429893 Optimization of Production of Syn-Gas, Methane, and Ethylene in Solid Oxide Electrochemical Reactors

Wednesday, November 11, 2015
Exhibit Hall 1 (Salt Palace Convention Center)
Jeremy Hartvigsen, Chemical Engineer, Missouri University of Science and Technology, Rolla, MO and Joseph D. Smith, Chemical and Biochemical Engineering, Missouri University of Science and Technology, Rolla, MO

The utilization of renewable energy and finding ways to store it in valuable products is increasingly important. Energy systems which harvest CO2 and use the excess electricity for the the production of syn gas for Fischer Tropsch synthesis are sensitive to oil price volatility. Diversification of products helps to shield the integrated system from price volatility. We explored diversification through energy storage and alternate products using solid oxide electrolyte to synthesize methane and ethylene in addition to syngas.

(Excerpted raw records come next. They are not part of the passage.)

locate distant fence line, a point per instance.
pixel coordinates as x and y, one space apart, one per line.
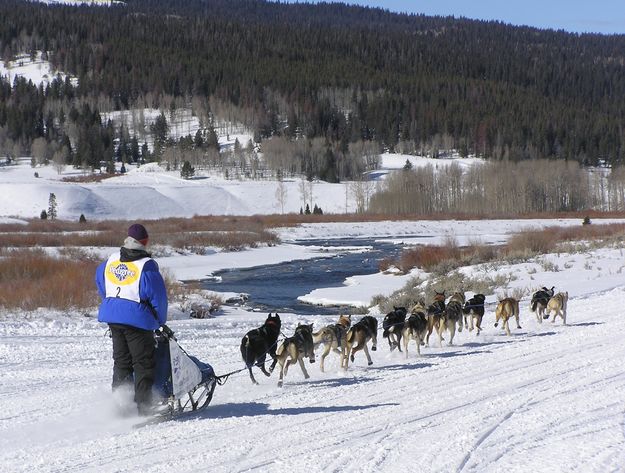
501 187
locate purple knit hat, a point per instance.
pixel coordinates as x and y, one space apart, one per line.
139 233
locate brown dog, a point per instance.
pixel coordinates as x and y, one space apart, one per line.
452 317
358 335
557 305
333 338
435 313
507 308
415 327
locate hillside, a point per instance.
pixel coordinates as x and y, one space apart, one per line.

An additional benefit of the synthesis of ethylene is better long term carbon sequestration as the carbon embodied in the ethylene frequently ends up in plastics.   In contrast, FT synthesis results in liquid fuel production which is then used as fuel leading to only a carbon neutral use of energy instead of a carbon negative use of excess renewable energy.

The production of methane and oxidative coupling of methane in situ with the high temperature electrolysis of steam and carbon dioxide results in a synergy that lowers the overall energy use by the electrochemical cell. This occurs because both methanation and oxidative coupling of methane are exothermic and can therefore supply some of the energy necessary to the overall reaction and lower the thermoneutral voltage of the cell. It is also well known that perovskite materials are active oxidative coupling catalysts and fuel cell materials are designed to prevent many of the challenges associated with high temperature catalytic reactions of hydrocarbons. The enhanced economics of in-situ methane and ethylene generation in combination with standard syn-gas to FT are discussed. We will show the optimized ethylene production rates for a 1kW high temperature electrolyzer.